# Introduction to Solar Agent

## 1. What problem does Solar Agent tackle?

Solar Agent considers the battery control problem occuring in residential solar installation. Most residential solar installations have the following four parts:
- **Solar panels:** a photovoltaic installation, for example on the roof.
- **Battery:** a battery that is able to store energy from the solar installation or grid.
- **Load:** the load that is used by the residents of the home.
- **Grid:** the connection to the grid, with a certain pricing scheme for buying energy, and potentially selling energy.

Their power, data and control connections to each other are shown in the diagram below.


![img_001_environment_setup.png](../../docs/img/img_001_environment_setup.png)

The goal is to minimise the cost incurred from using energy from the grid for home use. This goal is achieved by optimising the charging/discharging control of the battery. The Solar Agent project aims to create RL agents that are able to solve this control problem.

## 2. RL Problem Definition

In order to apply reinforcement learning (RL), we rephrase the problem as an agent interacting with an environment, as below.

![img_002_rl_setup.png](../../docs/img/img_002_rl_setup.png)

In using the Solar Agent package, we can create such an environment using the function below. This creates an environment representing the simplest case of the battery control problem: solar generation and load are non-stochastic and always follow the same pattern, the grid uses peak-demand pricing (one price below and other above certain power draw threshold) and does not accept feed-in power into the grid. 

In [None]:
# Jupyter setup
%load_ext autoreload
%autoreload 2
%config IPCompleter.greedy=True

In [None]:
import solara.envs.components.solar
import solara.envs.components.load
import solara.envs.components.grid
import solara.envs.components.battery
import solara.envs.battery_control
import solara.utils.logging
from solara.constants import PROJECT_PATH

def battery_env_creator(env_config=None):
    """Create a battery control environment."""
    
    PV_DATA_PATH = PROJECT_PATH + "/data/solar_trace_data/PV_5796.txt"
    LOAD_DATA_PATH = PROJECT_PATH + "/data/solar_trace_data/load_5796.txt"

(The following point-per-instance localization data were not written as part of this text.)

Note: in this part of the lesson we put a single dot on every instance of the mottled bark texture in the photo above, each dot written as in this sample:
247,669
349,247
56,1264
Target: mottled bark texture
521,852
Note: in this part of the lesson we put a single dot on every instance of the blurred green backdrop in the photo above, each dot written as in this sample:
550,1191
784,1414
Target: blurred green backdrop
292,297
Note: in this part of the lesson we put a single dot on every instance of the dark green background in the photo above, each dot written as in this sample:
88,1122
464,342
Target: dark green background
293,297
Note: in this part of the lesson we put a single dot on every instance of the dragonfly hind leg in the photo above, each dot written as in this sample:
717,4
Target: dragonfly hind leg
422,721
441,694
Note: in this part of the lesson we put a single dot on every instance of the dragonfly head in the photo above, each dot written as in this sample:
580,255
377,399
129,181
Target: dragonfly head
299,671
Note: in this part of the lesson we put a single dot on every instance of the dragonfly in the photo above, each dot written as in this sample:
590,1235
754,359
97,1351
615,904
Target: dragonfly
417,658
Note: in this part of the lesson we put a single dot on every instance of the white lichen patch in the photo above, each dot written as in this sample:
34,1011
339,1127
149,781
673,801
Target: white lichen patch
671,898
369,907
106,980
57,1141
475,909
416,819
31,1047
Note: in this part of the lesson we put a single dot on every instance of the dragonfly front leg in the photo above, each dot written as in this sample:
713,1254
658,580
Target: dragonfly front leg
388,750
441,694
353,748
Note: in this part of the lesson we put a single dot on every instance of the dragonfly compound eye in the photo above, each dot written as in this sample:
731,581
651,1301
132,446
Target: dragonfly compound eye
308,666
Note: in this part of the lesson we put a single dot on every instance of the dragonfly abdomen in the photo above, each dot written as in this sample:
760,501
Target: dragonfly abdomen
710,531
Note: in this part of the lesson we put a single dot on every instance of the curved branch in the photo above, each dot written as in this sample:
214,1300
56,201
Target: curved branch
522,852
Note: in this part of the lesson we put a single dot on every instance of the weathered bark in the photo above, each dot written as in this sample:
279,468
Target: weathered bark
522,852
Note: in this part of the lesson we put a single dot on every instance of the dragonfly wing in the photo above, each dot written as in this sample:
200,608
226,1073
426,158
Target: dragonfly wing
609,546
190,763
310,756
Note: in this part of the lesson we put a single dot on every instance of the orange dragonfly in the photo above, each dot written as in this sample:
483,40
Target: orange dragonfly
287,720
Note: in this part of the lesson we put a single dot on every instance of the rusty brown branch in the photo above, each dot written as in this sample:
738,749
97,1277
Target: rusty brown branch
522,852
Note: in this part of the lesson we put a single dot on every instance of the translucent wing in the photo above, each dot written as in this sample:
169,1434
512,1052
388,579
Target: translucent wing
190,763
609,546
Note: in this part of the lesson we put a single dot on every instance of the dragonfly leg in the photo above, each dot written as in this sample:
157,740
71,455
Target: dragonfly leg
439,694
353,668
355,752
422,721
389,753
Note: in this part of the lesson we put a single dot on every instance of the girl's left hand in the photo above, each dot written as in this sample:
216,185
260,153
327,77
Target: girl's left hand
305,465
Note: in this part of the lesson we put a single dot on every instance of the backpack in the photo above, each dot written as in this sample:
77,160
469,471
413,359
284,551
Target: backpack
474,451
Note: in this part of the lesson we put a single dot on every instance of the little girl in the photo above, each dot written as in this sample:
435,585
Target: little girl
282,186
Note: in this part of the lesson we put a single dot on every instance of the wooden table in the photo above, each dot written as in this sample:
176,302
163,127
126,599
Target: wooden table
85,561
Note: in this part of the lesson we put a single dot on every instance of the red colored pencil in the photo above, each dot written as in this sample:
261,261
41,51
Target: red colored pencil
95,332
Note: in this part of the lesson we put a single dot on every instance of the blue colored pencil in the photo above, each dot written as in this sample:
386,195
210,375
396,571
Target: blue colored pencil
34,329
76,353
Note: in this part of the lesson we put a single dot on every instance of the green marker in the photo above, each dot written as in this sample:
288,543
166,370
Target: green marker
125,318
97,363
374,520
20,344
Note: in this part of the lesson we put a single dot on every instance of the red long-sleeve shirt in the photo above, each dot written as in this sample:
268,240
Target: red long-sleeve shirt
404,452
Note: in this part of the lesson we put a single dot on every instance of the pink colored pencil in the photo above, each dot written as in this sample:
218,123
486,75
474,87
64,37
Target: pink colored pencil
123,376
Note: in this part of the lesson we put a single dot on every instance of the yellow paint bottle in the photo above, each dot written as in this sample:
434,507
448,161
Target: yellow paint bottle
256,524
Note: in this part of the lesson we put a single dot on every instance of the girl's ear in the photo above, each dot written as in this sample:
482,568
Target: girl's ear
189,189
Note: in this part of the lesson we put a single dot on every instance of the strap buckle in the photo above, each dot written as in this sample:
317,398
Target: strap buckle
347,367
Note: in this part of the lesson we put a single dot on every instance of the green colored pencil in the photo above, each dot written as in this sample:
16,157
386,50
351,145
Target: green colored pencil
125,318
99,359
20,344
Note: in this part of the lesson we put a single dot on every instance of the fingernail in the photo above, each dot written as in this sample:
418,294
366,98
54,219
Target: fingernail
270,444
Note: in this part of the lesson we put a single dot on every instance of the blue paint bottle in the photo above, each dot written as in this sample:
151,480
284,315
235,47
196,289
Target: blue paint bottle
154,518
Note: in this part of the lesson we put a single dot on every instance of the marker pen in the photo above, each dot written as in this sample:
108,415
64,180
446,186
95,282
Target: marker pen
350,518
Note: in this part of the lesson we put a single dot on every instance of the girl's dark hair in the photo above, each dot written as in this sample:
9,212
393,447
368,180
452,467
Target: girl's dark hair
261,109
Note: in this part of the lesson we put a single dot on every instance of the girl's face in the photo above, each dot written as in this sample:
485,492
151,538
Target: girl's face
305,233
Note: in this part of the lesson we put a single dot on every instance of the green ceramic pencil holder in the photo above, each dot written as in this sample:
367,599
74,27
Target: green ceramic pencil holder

    # Setting up components of environment
    battery_model = solara.envs.components.battery.LithiumIonBattery(size=10, 
                                                                     chemistry="NMC", 
                                                                     time_step_len=1)
    pv_model = solara.envs.components.solar.DataPV(data_path=PV_DATA_PATH,
                                                   fixed_sample_num=12)
    load_model = solara.envs.components.load.DataLoad(data_path=LOAD_DATA_PATH,
                                                      fixed_sample_num=12)
    grid_model = solara.envs.components.grid.PeakGrid(peak_threshold=1.0)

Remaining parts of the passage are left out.